The day started a little later than we both would have liked, but that was due to the heavy amount of rain beating down on NYC. We came prepared, umbrellas and all.


We step off at the Canal Street station and make our way among the crowd, tromping through the smell of fish guts, and street full of sewer water. Oh New York, how romantic you can be sometimes. As Chinatown does get a bad wrap for being dirty, it’s no dirtier than most of NYC. After spending much of the day there, I found it to be one of my favorite places in Manhattan.


Although the temptation to scour knock-off purses buried deep inside vans parked on the street corners is always prevalent, we ditched the urge and both acknowledged our recent and ever-growing disappointment in the knock-off luxury brand department.



Nearly a mile later, we got to lunch for some dim sum.  Thanks to hearing a shout -out on The Mindy Project, we settled on getting lunch at The Golden Unicorn. Apparently the Golden Unicorn is a famous place, so much so the wait on the weekends can get up to 3 hours long.



Golden Unicorn is located in a shopping center, on the 3rd and 4th floor. There isn’t really a door. It’s sort of confusing. You walk in and feel like you have walked into the middle if a wedding reception. When you look at the picture below, the woman walking out of the elevator with her hand on her head clearly was as confused as we were when we walk onto the floor.


Below, a store selling ingredients in the shopping center where Golden Unicorn is located.



We left the area and stumbled upon Homer Simpson. There was a Chinese man sitting under his arm smoking a cigarette when we originally passed Homer, but he moved when I took the picture. Hater.

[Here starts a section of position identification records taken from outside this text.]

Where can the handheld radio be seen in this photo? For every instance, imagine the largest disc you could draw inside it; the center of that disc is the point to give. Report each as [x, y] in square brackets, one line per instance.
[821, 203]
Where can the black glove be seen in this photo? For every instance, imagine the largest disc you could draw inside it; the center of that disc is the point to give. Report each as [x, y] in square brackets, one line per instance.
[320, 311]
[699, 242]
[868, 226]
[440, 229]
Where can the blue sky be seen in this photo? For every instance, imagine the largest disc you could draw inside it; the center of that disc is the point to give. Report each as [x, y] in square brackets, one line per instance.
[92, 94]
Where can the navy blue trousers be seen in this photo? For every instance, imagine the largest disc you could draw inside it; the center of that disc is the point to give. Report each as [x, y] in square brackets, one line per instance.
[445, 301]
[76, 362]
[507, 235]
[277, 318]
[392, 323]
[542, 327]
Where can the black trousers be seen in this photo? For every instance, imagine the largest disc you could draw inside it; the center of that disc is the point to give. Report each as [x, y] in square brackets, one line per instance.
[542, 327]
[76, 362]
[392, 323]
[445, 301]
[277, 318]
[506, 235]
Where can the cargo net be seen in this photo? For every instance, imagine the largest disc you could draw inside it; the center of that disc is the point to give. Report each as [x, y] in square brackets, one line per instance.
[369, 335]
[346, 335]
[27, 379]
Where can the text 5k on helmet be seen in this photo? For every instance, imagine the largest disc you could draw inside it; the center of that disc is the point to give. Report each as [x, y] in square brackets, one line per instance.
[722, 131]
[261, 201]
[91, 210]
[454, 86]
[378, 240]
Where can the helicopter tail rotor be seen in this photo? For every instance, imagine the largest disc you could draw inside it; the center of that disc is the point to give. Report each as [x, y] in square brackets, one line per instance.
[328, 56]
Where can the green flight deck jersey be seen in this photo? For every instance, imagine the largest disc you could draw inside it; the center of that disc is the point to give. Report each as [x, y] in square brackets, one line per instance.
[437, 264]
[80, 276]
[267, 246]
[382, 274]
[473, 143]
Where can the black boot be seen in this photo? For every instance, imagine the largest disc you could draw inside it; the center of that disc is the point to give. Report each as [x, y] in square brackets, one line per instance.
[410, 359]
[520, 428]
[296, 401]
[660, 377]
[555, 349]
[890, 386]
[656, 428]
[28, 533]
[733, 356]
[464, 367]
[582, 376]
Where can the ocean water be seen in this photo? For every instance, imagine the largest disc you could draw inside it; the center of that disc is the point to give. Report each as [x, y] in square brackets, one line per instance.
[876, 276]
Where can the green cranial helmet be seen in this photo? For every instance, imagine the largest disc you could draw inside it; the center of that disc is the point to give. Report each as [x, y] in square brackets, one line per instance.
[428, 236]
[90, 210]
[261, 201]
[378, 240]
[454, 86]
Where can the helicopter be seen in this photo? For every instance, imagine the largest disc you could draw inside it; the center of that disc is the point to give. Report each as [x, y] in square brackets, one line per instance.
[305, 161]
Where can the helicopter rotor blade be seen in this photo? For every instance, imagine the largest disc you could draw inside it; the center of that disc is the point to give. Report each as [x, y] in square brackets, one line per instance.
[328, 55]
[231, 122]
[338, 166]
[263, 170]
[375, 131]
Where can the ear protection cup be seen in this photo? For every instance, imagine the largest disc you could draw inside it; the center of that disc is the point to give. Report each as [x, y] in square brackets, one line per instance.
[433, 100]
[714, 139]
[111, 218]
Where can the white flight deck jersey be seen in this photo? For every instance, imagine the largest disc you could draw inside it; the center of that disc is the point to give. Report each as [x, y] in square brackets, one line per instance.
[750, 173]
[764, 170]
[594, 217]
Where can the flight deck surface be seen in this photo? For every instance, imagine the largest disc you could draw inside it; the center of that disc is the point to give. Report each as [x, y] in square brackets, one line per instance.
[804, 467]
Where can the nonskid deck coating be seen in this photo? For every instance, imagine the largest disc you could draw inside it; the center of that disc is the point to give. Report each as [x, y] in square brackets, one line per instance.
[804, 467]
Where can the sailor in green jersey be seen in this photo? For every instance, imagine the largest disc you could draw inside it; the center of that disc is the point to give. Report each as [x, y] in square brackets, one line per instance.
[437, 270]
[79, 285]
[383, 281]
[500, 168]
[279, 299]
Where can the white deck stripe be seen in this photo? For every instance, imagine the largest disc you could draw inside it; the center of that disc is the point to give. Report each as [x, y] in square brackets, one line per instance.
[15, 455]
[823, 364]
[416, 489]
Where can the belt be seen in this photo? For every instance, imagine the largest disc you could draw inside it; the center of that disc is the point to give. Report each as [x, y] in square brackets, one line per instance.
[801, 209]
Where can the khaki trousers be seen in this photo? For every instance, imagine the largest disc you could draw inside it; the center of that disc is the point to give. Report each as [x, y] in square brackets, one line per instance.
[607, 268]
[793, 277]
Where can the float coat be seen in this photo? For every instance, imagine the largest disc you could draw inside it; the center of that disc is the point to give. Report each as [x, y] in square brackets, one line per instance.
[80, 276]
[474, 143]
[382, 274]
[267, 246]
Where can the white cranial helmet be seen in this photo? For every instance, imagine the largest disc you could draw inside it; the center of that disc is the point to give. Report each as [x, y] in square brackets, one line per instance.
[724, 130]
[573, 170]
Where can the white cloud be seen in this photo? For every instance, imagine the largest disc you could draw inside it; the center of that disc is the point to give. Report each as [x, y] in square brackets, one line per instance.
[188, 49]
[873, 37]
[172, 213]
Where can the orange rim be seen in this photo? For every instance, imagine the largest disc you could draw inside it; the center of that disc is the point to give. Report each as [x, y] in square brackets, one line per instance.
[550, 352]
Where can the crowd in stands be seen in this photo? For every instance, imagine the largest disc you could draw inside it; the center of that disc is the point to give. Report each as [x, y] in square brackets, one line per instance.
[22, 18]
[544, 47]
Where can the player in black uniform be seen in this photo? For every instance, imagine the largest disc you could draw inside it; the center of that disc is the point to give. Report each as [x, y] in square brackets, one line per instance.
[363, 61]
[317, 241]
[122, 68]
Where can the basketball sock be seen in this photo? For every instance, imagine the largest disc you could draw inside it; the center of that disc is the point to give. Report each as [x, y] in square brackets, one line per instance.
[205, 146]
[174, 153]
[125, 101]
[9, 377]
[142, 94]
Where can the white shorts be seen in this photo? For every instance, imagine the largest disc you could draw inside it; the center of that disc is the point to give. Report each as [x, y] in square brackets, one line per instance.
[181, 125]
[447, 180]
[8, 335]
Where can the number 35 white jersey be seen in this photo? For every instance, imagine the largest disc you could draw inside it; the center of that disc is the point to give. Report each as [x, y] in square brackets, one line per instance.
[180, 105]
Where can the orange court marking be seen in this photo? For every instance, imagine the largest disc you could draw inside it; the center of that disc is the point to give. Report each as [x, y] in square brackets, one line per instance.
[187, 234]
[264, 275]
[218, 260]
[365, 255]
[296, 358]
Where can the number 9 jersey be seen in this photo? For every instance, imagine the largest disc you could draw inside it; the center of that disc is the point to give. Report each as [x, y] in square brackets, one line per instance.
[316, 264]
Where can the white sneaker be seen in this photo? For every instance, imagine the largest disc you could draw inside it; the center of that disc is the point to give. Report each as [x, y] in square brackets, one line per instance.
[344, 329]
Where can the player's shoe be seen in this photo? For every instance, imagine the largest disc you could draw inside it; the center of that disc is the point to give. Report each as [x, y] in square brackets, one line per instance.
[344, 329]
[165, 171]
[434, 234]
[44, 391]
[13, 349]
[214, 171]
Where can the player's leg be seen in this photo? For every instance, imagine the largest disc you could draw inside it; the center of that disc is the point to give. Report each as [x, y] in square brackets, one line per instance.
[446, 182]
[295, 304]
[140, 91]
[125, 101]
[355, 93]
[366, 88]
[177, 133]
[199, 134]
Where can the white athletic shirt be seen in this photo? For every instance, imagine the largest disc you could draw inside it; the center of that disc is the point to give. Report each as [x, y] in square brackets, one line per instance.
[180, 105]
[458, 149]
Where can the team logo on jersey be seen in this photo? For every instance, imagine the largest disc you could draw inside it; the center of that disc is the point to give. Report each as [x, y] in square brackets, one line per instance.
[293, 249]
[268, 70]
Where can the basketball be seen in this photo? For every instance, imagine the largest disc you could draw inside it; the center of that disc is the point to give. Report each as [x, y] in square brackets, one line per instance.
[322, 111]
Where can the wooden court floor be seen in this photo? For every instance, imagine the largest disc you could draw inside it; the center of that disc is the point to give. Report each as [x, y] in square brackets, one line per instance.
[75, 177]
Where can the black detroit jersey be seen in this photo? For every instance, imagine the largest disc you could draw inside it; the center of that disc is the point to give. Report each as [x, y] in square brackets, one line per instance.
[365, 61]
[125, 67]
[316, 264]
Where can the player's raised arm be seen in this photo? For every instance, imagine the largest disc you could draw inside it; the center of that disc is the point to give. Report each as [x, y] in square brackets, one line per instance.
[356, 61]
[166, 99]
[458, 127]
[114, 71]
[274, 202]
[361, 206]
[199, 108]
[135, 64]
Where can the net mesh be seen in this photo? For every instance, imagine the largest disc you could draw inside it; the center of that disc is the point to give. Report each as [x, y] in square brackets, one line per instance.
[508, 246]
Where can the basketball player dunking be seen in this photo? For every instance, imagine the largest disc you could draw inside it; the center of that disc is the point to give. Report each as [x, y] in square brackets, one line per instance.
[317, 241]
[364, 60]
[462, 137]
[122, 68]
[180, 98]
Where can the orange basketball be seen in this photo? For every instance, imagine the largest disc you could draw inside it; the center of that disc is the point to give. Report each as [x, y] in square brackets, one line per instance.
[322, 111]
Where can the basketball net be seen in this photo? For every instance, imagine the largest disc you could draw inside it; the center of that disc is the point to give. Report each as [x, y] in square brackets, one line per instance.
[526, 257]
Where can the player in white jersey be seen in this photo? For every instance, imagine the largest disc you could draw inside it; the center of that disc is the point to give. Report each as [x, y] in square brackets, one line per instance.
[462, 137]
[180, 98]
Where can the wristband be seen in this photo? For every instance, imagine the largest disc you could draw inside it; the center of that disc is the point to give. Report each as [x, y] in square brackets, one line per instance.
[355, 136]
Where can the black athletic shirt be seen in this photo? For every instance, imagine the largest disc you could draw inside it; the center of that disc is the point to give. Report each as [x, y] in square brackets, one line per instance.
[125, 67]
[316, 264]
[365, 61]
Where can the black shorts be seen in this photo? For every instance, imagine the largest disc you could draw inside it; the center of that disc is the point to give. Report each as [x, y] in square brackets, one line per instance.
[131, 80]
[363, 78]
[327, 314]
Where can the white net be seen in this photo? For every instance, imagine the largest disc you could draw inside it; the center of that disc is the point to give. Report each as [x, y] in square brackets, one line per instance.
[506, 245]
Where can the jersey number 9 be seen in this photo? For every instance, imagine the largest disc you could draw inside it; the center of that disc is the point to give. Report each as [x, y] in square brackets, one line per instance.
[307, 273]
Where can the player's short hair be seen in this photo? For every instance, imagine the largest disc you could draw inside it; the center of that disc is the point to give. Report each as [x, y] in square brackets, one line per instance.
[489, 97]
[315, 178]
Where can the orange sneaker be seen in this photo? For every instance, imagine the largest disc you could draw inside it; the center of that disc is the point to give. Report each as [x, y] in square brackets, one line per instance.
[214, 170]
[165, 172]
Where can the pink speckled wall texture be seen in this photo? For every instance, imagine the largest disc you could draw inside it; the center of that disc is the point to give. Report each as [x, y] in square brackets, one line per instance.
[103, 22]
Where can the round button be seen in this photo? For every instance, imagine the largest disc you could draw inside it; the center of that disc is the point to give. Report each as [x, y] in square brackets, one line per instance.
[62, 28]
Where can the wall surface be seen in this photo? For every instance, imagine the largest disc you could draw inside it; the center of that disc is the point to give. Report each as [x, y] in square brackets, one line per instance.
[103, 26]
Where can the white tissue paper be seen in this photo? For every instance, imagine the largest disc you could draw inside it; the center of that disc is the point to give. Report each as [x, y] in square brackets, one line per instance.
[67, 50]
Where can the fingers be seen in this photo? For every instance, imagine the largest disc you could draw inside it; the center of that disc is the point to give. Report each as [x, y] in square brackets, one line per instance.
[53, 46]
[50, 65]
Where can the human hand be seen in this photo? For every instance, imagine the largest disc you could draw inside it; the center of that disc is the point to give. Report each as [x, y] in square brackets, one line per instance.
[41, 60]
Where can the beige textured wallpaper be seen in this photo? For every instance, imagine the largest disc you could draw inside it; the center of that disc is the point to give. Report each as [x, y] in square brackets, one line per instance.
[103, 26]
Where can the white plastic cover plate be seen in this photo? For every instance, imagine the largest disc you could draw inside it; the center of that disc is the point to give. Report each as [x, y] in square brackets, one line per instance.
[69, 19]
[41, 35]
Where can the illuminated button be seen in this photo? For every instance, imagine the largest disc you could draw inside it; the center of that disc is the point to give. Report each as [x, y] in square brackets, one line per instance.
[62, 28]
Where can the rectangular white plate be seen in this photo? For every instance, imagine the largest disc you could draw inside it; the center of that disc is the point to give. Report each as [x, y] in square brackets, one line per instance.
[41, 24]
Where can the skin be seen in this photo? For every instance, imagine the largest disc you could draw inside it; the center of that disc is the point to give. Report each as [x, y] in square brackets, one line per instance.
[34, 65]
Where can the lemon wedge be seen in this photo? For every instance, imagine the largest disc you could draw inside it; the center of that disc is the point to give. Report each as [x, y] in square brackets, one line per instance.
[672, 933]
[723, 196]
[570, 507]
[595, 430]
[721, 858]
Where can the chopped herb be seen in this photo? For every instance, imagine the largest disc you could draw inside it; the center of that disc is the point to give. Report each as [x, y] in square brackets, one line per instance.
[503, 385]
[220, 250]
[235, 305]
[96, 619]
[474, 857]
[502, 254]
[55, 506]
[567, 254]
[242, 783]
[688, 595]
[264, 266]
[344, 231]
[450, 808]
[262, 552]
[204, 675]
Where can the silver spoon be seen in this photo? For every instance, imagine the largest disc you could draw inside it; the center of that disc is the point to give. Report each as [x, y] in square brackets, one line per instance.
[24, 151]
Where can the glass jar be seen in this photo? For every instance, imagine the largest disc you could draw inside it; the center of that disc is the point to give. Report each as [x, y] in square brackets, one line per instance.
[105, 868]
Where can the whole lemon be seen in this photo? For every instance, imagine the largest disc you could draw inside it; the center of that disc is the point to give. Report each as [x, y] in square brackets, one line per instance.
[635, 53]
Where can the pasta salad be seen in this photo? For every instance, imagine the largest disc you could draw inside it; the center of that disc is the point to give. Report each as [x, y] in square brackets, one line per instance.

Seen below is one of the best ice-cream shops in Manhattan. It lived up to reputation. I’ll be going back to Chinatown Ice Cream Factory very soon.







Lunch and dessert, done. What else would we do? Drinks.  After Yelp-ing, and Google-ing the “must-dos” of Chinatown, we went to Winnie’s Bar and Restaurant.  Considering it was barely 3 in the afternoon, we were 2 of just 5 people there.  It was pretty dive-y, and the wall behind the bar was covered with pictures of Winnie with various important looking people, the only one of which we recognized was Bill Clinton.  Who exactly is Winnie? No idea.


After ice cream we stumbled into a bar called Whiskey Tavern. It was a small, savvy place. Located not too far away from the Financial District, it started to fill up fast around five. We grabbed a drink and the bar tender gave us each a balloon. Why? Not sure? Why not?



After the bar, we hit Eataly, which… is not in Chinatown. Sorry. We have no shame here. We also don’t have picture of the food… because we were too busy eating it. #doublefail. We do have a pic of the vino! And above all else, the place was amazing. For only a thirty minute wait, we were thrilled.



So, this isn’t as extensive as a review as we hoped, mainly because we were more consumed with consuming than we were with note taking. But, all-in-all the experience was fantastic. I don’t even know where to start with Chinatown, you can’t cover it in a day. You just can’t. A place as established and unique deserves much more coverage and investigating. So, the jury is still out on this one. We’ll keep you posted.